[Beowulf] SATA II - PXE+NFS - diskless compute nodes

Wed Dec 13 15:00:53 PST 2006

On Wed, 13 Dec 2006, Simon Kelley wrote:
> Donald Becker wrote:
> > On Tue, 12 Dec 2006, Simon Kelley wrote:
> >> Joe Landman wrote:
> >>>>> I would hazard that any DHCP/PXE type install server would struggle
> >>>>> with 2000 requests (yes- you arrange the power switching and/or
> >>>>> reboots to stagger at N second intervals).
> >
> > The limit with the "traditional" approach, the ISC DHCP server with one of 
> > the three common TFTP servers, is about 40 machines before you risk losing 
> > machines during a boot.  With 100 machines you are likely to lose 2-5 
> > during a typical power-restore cycle when all machines boot 
> > simultaneously.
...
> > The right solution is to build a smart, integrated PXE server that 
> > understands the bugs and characteristics of PXE.  I wrote one a few years 
> 
> Is that server open-source/free software, or part of Sycld's product?
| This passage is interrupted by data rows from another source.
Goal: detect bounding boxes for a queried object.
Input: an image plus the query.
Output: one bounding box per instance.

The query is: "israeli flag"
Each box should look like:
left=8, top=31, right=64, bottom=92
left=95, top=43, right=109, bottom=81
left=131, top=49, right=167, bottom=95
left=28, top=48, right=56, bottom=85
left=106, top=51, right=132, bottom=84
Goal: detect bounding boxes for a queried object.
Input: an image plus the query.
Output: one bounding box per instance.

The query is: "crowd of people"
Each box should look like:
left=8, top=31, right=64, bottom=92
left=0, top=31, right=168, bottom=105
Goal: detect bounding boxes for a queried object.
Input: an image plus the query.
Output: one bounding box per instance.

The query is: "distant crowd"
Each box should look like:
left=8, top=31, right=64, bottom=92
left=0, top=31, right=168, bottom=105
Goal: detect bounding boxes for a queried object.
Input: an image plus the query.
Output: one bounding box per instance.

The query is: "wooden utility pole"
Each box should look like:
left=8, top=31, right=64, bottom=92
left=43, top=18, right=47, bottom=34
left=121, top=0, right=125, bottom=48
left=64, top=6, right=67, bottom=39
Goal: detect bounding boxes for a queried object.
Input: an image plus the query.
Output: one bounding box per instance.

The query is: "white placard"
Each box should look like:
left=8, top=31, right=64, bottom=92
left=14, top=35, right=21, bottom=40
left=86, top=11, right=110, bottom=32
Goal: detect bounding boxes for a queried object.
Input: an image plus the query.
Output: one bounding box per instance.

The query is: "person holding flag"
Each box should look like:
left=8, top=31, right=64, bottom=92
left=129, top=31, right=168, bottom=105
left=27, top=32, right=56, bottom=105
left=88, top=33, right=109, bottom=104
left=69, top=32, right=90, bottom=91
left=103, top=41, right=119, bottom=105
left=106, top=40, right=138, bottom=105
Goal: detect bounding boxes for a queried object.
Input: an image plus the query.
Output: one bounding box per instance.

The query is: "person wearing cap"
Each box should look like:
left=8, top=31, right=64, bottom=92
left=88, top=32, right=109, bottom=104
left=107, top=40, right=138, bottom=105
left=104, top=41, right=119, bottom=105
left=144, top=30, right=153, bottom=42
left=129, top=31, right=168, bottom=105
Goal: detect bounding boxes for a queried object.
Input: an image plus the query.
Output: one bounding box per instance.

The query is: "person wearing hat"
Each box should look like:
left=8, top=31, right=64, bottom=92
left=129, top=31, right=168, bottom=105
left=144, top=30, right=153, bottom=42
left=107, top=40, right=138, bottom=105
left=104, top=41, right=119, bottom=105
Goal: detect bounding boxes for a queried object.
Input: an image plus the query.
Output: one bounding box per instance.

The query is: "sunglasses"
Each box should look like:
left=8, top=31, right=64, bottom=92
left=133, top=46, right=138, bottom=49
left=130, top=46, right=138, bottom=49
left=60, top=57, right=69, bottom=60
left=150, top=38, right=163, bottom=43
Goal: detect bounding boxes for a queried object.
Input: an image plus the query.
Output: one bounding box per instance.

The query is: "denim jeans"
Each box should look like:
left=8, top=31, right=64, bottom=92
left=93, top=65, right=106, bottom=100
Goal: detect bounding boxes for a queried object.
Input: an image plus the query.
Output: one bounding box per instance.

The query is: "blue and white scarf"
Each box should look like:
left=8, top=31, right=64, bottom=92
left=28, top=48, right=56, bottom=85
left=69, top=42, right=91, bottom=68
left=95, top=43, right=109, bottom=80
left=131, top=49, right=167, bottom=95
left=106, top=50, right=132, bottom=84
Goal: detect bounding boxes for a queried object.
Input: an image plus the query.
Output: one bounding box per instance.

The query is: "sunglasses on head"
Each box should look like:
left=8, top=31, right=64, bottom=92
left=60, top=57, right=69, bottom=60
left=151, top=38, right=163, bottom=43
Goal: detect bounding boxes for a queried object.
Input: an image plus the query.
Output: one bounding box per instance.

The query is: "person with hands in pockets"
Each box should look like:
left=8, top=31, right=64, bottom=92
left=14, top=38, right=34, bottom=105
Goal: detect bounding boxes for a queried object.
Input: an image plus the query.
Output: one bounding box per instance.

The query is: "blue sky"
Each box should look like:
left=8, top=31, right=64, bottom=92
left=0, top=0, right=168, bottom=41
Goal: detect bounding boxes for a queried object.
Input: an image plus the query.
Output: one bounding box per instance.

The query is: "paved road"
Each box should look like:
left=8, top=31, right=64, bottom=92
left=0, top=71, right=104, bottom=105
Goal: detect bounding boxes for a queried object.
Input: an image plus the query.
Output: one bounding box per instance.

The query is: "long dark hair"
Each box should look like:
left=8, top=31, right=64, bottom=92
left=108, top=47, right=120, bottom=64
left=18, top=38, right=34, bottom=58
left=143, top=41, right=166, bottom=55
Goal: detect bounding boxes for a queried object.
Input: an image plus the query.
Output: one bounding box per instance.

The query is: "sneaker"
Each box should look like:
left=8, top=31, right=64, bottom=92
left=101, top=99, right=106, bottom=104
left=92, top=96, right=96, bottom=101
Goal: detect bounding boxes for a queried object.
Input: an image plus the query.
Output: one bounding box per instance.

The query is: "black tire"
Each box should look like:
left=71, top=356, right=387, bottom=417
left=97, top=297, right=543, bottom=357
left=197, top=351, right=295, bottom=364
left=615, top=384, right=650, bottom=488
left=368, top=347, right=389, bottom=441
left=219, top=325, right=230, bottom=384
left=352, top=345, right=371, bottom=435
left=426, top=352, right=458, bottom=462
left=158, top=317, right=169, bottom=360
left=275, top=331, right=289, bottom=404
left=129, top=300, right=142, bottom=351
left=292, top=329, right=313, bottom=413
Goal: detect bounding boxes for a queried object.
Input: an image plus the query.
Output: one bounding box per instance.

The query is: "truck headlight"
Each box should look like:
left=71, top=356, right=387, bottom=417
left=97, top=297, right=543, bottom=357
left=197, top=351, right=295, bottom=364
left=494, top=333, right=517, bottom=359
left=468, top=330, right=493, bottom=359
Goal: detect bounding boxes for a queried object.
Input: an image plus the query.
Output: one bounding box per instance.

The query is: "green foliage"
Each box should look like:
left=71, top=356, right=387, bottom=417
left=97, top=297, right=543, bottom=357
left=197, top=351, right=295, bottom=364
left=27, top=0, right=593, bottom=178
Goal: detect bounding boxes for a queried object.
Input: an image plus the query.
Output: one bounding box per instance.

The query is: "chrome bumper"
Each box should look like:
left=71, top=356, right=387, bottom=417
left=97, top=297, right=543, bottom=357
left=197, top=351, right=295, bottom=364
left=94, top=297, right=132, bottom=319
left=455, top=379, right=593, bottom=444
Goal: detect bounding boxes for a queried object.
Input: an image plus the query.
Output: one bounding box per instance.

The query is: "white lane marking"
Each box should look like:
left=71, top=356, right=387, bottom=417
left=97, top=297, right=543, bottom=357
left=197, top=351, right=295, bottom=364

No
> judgement implied, I'm just interested to know if I can download and
> learn from it.

When I wrote the first implementation I expected that we would be 
publishing it under the GPL or a similar open source license, as we had 
with most of our previous software.
But the problems we had with Los Alamos removing the Scyld name and
copyright from our code (the Scyld PXE server uses our "beoconfig" 
config file interface, which is common to both BProc and BeoBoot) caused 
us to not publish the code initially.  And as often happens, early 
decisions stick around far longer than you expect.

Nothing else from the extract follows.